Yemeğimizi yedikten sonra tekrar otele dönüp diğer arkadaşlarla buluştuk ve yine rehberimizin ayarladığı üzere Şehir Klübü denilen mekâna gittik. Burası bir café restoran. Burada yemek yiyebiliyorsunuz veya gibi bizim yaptığımız gibi peynir ve şarap söyleyebiliyorsunuz. Önce içerde oturduk ve anlaşılan Kars’da adet olduğu üzere bu sefer “âşık”lar değil ama bir akordeoncu ve darbukacıdan oluşan ekip bize şarkılar söyledi ve bizi eğlendirdi. Daha sonra dışarıya bahçeye geçip yakılan bir ateşin etrafında oturup müzik dinleyip şarkı söyledik ve ikinci gecemizi de böylece bitirmiş olduk.

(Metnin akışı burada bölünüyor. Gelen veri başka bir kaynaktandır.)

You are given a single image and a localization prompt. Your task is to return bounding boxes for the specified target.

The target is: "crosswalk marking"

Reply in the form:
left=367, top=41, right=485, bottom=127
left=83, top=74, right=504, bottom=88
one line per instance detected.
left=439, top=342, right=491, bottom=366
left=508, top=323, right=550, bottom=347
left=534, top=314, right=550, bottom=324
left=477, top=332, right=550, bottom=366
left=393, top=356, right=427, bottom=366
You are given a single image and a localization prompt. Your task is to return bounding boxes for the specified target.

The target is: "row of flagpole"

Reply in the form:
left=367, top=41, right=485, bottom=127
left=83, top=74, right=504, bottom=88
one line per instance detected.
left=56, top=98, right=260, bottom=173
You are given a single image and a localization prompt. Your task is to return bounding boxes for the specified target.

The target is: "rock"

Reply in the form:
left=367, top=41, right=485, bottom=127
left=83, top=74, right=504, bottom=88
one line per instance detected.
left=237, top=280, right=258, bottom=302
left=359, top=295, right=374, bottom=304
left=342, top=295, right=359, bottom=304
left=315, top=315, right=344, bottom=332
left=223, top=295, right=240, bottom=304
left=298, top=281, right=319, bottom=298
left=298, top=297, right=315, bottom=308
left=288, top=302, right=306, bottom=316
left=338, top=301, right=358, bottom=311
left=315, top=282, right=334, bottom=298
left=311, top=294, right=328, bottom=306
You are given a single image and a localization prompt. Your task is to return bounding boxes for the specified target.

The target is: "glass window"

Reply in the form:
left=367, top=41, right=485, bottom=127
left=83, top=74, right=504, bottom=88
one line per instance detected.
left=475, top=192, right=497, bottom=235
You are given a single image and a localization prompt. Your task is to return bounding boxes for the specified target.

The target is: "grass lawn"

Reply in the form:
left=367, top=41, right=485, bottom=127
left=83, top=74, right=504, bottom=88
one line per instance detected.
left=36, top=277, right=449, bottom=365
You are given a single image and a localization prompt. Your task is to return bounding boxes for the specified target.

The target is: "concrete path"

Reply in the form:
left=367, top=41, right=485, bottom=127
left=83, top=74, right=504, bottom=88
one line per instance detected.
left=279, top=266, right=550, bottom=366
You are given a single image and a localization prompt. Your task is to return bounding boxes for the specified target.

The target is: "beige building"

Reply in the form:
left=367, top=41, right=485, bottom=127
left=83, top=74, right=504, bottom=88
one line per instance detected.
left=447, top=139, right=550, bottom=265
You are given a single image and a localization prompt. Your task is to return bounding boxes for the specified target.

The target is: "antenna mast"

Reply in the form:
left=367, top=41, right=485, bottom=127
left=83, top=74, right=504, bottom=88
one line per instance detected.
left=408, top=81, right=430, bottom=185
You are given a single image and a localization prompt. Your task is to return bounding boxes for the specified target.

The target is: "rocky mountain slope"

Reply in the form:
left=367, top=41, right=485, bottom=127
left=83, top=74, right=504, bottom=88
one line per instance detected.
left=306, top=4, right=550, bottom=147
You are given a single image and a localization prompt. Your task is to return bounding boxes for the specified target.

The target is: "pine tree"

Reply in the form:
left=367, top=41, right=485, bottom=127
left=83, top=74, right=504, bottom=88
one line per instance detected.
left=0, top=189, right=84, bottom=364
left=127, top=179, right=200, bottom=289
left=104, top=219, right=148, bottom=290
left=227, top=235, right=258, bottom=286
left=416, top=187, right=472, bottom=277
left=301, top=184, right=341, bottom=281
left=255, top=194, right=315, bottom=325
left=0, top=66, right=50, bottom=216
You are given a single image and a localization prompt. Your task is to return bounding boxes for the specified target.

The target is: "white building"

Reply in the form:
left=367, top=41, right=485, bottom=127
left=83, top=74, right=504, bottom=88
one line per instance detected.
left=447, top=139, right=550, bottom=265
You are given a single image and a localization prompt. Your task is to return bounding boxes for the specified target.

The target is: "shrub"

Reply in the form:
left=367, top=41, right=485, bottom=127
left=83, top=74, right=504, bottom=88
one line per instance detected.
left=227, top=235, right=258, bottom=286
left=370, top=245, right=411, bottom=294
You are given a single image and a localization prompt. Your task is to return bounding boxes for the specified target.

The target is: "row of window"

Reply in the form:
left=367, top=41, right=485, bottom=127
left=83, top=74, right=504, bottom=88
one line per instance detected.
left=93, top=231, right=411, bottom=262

Sondan bir evvelki günümüzün sabahı ise Ani Harabelerini gezmeye ayrılmıştı. Sabah kahvaltıdan sonra tekrar aracımıza binip Kars şehir merkezinden 45 dakika uzaklıktaki Ani Harabelerine gittik ve gezimize başladık. Burası çok büyük bir alan hakkıyla gezmek yaklaşık iki saat sürüyor. Meraklıysanız ve detaylı incelemek isterseniz herhalde bir gününüzü alır. Burasının detayları hakkında fazla bilgi vermiyorum isteyen internetten bol bol okur. Sadece şunu belirtmek istiyorum. O da burasının gayet güzel bir koruma altına alınmış olması – ki eskiden böyle değilmiş – ve hakikaten çok büyük bir tarihi öneme haiz olması. Bazı yerleri restore ediyorlar vs. Burada bizim için en büyük hayal kırıklığı altyapı noksanlığı. Altyapı derken harabelerin karşısına yapılmış olan müze ve tuvaletler. Yani buraya hergün yüzlerce insan geliyor, doğru dürüst bir tuvalet yapamaz mısnız? Nedir bu ilkellik? Bunları tasarlayan mimarlar hiç mi düşünmüyorlar? Turizm bakanlığı ne iş yapar? Neyse fazla canınızı sıkmak istemiyorum ancak bu tuvalet işi doğuda büyük bir sorun. Rehberimiz bile seyahatin ilk gününde bu konuda bizi uyardı.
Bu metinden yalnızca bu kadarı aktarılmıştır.